On Jan. 21 a group of more than 40 female soccer players dropped a gender discrimination lawsuit against FIFA and the Canadian Soccer Association. The complaint was filed in October, opposing FIFA’s decision to hold the upcoming Women’s World Cup tournament on synthetic turf instead of real grass. The men’s games have never been played on artificial turf, and the next two men’s tournaments, in 2018 and 2022, will be played on real grass.
The symbolism of giving an inferior turf to female athletes runs much deeper than the surface of a pitch. By placing the Women’s Cup on an inferior surface, soccer’s governing body reinforced what we have been telling female athletes for decades: Their game is second-class. It is also the same subtle message we send to girls and women everywhere, every day: They deserve less. Even more harmful, fans, administrators, families, coaches and teachers appear comfortable with women’s getting less. The players’ decision to withdraw their suit validates this differential treatment, but we should support — not blame — them.
To be sure, the players were not legally compelled to abandon the case. “Our legal action has ended,” U.S. striker Abby Wambach, said in a statement. “But I am hopeful that the players’ willingness to contest the unequal playing fields — and the tremendous public support we received during the effort — marks the start of even greater activism to ensure fair treatment when it comes to women’s sports.”
Initially, FIFA stonewalled the discussion. Now it claims to have the best for women’s soccer in mind, without any acknowledgment of the complaint. “We — the participating teams and the organizers — can now all focus on the preparation and promotion of the biggest event in women’s football this June in Canada,” FIFA’s Secretary General Jerome Valcke said on Jan. 21, responding to the players’ decision to drop the case. It is ironic coming from the same man who in December dismissed the lawsuit as “nonsense.” Essentially, FIFA wants the athletes and their supporters to move on and forget that a very real case of discrimination is present and be content with the promotion for the tournament.

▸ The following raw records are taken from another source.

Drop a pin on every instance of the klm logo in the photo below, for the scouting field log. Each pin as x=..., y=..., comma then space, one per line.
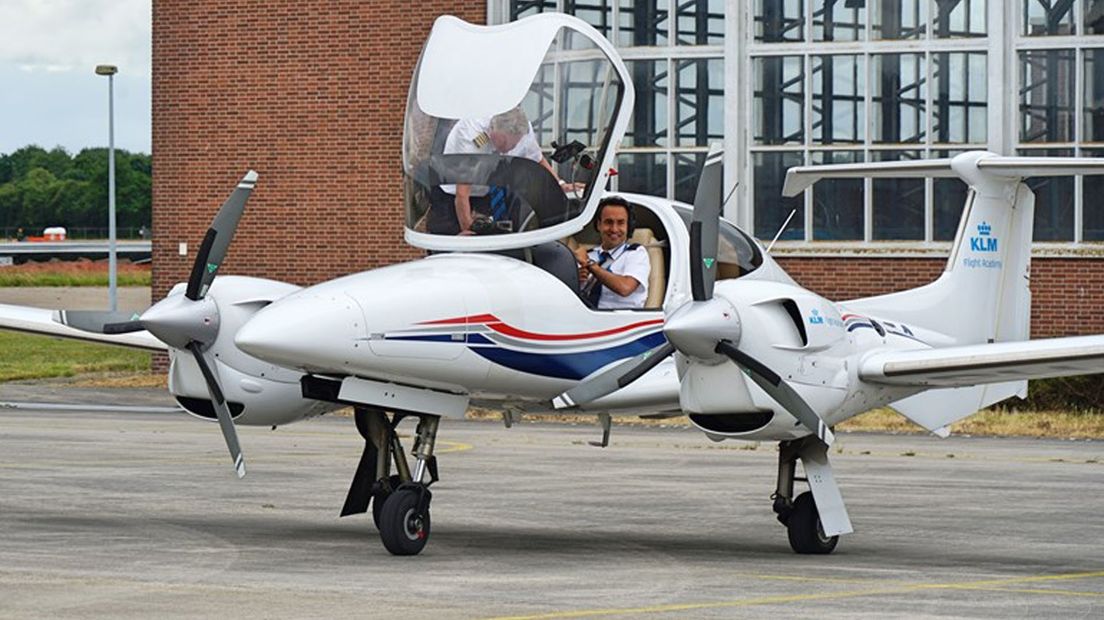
x=984, y=241
x=816, y=319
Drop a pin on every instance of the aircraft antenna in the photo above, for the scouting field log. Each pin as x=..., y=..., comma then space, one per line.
x=781, y=230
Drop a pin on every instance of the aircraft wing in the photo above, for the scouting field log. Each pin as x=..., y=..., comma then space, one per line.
x=38, y=320
x=974, y=364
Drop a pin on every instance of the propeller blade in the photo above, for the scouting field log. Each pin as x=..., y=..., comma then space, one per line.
x=778, y=389
x=225, y=420
x=216, y=241
x=613, y=378
x=703, y=227
x=99, y=321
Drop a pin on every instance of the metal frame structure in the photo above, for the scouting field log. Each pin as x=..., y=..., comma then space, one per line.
x=940, y=85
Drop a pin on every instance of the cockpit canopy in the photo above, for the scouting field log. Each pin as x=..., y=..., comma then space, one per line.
x=517, y=123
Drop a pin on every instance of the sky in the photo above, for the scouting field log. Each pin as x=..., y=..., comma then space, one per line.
x=49, y=93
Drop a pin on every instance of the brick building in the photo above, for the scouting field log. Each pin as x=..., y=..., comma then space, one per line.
x=311, y=95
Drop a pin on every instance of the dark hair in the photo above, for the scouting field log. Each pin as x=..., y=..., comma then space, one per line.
x=616, y=201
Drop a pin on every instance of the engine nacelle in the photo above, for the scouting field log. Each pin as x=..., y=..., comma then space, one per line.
x=258, y=393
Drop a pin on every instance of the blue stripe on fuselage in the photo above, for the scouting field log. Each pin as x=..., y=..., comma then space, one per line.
x=565, y=365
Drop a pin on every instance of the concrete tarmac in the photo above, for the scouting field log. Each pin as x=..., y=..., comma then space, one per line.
x=139, y=515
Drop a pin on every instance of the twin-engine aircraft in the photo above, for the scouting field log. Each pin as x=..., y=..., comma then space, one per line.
x=725, y=337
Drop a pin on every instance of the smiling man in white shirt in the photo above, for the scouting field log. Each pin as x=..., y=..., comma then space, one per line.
x=614, y=274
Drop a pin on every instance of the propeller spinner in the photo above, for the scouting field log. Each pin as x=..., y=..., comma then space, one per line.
x=190, y=321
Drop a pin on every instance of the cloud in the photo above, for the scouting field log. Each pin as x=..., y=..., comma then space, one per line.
x=60, y=35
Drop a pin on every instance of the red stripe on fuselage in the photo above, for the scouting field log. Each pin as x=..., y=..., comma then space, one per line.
x=497, y=324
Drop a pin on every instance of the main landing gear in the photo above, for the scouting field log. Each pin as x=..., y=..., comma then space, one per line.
x=800, y=515
x=401, y=501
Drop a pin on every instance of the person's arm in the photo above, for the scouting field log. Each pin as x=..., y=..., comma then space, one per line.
x=464, y=207
x=616, y=282
x=564, y=184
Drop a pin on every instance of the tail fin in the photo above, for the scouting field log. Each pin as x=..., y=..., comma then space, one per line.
x=984, y=292
x=983, y=295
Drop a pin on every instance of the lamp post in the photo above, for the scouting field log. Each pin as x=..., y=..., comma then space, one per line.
x=109, y=71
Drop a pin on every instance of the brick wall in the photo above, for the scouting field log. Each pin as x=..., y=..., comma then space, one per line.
x=308, y=93
x=311, y=94
x=1068, y=294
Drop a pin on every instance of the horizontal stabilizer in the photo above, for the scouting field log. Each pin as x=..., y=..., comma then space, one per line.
x=41, y=321
x=800, y=178
x=975, y=364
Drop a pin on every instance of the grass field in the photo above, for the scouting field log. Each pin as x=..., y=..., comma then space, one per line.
x=72, y=274
x=28, y=356
x=38, y=356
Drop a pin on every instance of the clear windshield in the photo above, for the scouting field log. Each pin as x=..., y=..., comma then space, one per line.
x=531, y=159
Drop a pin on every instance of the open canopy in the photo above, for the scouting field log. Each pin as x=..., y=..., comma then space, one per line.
x=510, y=131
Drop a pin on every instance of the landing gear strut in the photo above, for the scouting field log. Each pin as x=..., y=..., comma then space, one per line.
x=400, y=501
x=800, y=515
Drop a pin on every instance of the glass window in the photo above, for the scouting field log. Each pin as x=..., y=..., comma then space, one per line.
x=643, y=22
x=899, y=19
x=700, y=102
x=899, y=98
x=1047, y=96
x=699, y=22
x=687, y=171
x=898, y=203
x=779, y=99
x=838, y=94
x=1048, y=17
x=837, y=203
x=959, y=18
x=948, y=199
x=648, y=125
x=779, y=20
x=772, y=209
x=1092, y=209
x=524, y=8
x=839, y=21
x=598, y=13
x=959, y=97
x=1094, y=17
x=1053, y=220
x=1093, y=119
x=644, y=173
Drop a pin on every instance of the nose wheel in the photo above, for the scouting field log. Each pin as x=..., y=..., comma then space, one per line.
x=404, y=520
x=400, y=501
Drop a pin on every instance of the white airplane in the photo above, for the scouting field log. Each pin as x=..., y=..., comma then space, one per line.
x=726, y=337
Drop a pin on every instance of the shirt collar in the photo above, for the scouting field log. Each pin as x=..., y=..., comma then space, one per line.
x=614, y=254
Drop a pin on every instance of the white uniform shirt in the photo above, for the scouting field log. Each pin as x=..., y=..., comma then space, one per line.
x=469, y=137
x=625, y=263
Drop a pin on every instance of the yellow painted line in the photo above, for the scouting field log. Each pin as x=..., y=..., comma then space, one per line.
x=802, y=598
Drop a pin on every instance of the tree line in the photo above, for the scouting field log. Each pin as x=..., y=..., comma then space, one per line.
x=41, y=188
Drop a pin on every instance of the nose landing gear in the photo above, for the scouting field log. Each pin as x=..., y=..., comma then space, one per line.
x=401, y=501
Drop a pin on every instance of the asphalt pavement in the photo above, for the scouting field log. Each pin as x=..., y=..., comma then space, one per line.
x=135, y=514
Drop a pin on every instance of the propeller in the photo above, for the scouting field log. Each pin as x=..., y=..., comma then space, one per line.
x=704, y=329
x=190, y=321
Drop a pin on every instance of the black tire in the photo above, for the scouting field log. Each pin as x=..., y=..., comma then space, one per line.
x=806, y=533
x=403, y=528
x=380, y=496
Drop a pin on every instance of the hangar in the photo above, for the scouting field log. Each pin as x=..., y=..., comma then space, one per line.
x=311, y=94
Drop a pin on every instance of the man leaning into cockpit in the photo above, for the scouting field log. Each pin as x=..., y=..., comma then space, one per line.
x=507, y=134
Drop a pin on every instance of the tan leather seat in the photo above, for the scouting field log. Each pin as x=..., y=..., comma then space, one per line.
x=657, y=279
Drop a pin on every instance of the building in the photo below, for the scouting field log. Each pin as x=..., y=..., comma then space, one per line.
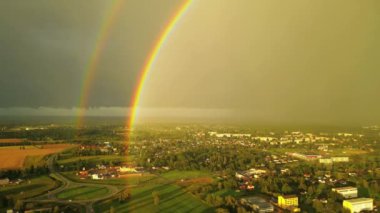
x=325, y=160
x=4, y=181
x=347, y=192
x=257, y=204
x=340, y=159
x=358, y=204
x=287, y=200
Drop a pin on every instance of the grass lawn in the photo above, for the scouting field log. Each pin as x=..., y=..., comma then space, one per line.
x=95, y=158
x=178, y=175
x=34, y=187
x=172, y=199
x=114, y=181
x=83, y=193
x=35, y=161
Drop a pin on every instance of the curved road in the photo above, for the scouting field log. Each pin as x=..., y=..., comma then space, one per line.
x=69, y=184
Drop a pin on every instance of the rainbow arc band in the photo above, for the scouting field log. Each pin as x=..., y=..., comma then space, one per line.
x=149, y=62
x=101, y=41
x=108, y=22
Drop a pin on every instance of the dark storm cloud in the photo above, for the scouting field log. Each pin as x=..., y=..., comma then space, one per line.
x=45, y=47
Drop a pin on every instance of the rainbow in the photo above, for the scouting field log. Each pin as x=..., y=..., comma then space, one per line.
x=88, y=77
x=101, y=40
x=149, y=62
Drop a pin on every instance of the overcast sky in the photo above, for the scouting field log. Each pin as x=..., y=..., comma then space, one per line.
x=283, y=61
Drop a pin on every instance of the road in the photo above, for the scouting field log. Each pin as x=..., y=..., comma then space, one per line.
x=51, y=196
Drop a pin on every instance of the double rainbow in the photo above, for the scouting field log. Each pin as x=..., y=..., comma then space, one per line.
x=105, y=29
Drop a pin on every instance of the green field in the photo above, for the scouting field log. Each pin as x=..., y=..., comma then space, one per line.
x=26, y=189
x=83, y=193
x=172, y=199
x=114, y=181
x=95, y=159
x=36, y=161
x=178, y=175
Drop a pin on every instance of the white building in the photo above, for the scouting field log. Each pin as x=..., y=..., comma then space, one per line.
x=340, y=159
x=325, y=160
x=346, y=192
x=359, y=204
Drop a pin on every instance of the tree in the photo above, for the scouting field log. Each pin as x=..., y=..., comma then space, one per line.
x=19, y=205
x=56, y=209
x=112, y=209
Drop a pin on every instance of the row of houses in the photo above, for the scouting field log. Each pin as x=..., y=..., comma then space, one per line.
x=352, y=202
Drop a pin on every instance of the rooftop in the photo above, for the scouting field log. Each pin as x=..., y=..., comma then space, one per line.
x=359, y=200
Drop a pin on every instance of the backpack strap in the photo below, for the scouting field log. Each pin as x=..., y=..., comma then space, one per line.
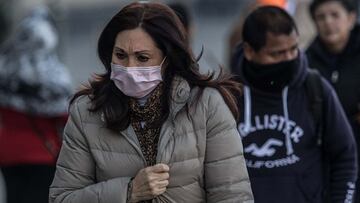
x=315, y=92
x=314, y=89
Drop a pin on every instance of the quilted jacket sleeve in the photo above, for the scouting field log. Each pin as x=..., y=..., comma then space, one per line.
x=226, y=176
x=75, y=179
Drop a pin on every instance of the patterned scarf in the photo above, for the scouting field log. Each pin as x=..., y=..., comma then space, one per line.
x=150, y=115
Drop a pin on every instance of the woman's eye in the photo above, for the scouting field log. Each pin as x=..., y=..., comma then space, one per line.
x=120, y=55
x=143, y=58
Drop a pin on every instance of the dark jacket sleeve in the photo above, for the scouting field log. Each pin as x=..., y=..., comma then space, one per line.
x=339, y=148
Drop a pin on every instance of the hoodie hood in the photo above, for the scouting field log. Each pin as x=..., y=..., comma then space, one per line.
x=318, y=49
x=297, y=79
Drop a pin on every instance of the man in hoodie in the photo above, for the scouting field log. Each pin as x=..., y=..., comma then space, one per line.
x=284, y=159
x=335, y=53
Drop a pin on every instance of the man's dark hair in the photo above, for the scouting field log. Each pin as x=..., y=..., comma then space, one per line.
x=349, y=5
x=263, y=20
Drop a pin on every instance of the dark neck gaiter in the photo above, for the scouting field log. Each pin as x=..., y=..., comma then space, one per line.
x=270, y=77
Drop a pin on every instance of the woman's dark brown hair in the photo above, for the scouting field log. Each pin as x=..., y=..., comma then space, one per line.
x=165, y=28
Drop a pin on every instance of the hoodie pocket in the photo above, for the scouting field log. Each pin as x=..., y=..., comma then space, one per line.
x=310, y=183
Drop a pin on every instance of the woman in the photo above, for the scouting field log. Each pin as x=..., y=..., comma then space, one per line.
x=151, y=128
x=335, y=52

FIFA’s arguments in favor of synthetic turf relate to the material conditions and structures of the field — its durability, consistency and simple maintenance. The players emphasize the effect of the artificial turf on performance and their bodies: It is unsafe and can eliminate creativity in the game. These opposing arguments represent a significant, albeit subtle distinction that can prompt us to think about where value is being placed.
So often women feel lucky just to be given a team and a field to play on and compete. The inequality is so internalized that they rarely speak up and challenge accepted norms and standards. And when they do speak up, their voices are often discredited or silenced. For example, several years ago a women’s national team player (country to be left unidentified for the protection of the player) was cut from the roster for holding up a sign asking the national soccer federation to provide more support for the women’s game. Similarly, in the current turf case, some soccer authorities reportedly threatened players with suspension if they protested. Is it any wonder then that Canadian players, whose soccer federation doubles as the 2015 cup’s organizing committee, were not part of the discrimination suit?
In the United States, all federally funded educational programs are required by law to invest equally in men and women. While Title IX of the Education Amendments of 1972 created increased opportunities and access to participation for girls, it relegated them to second-best treatment. Schools increased the number of teams and resources for girls’ sports but did not give them the same value as boys’. This translated into girls’ softball teams walking past the boys’ baseball stadiums on their way to training, women’s soccer teams playing their games on the field without lights, women’s lacrosse teams playing their matches earlier in the day when no fans could attend. And the reality remains the same — more than 40 years after Congress passed the Title IX — at every level and everywhere. Girls and women are participating, but we are still not giving them equal benefits and treatment.
FIFA’s decision to use synthetic turf reflects this deeply rooted dynamic on a global scale. The courageous players who challenged the degrading decision, including my former teammate Carli Lloyd of Team USA, could not do it alone. They were obliged to give up their legal case to focus on the preparation for the game. But we have the opportunity to pick up where they left off and ensure that this remains a visible and relevant issue.
We may not see grass pitches installed at Canada 2015, but we cannot join Canada Soccer’s President Victor Montagliani in being “pleased to be moving beyond this discussion.” The conversation must continue during the cup and well beyond the tournament’s July 6 final. And the debate should not be confined to the sports pages in newspapers. FIFA’s turf decision affects society as a whole and reflects deeper values that rarely surface but whose roots extend far beyond the perimeter of the field. Accepting that women should play on substandard fields is the same as accepting a gender pay gap. The turf issue is not petty sports debate. It is about real rights.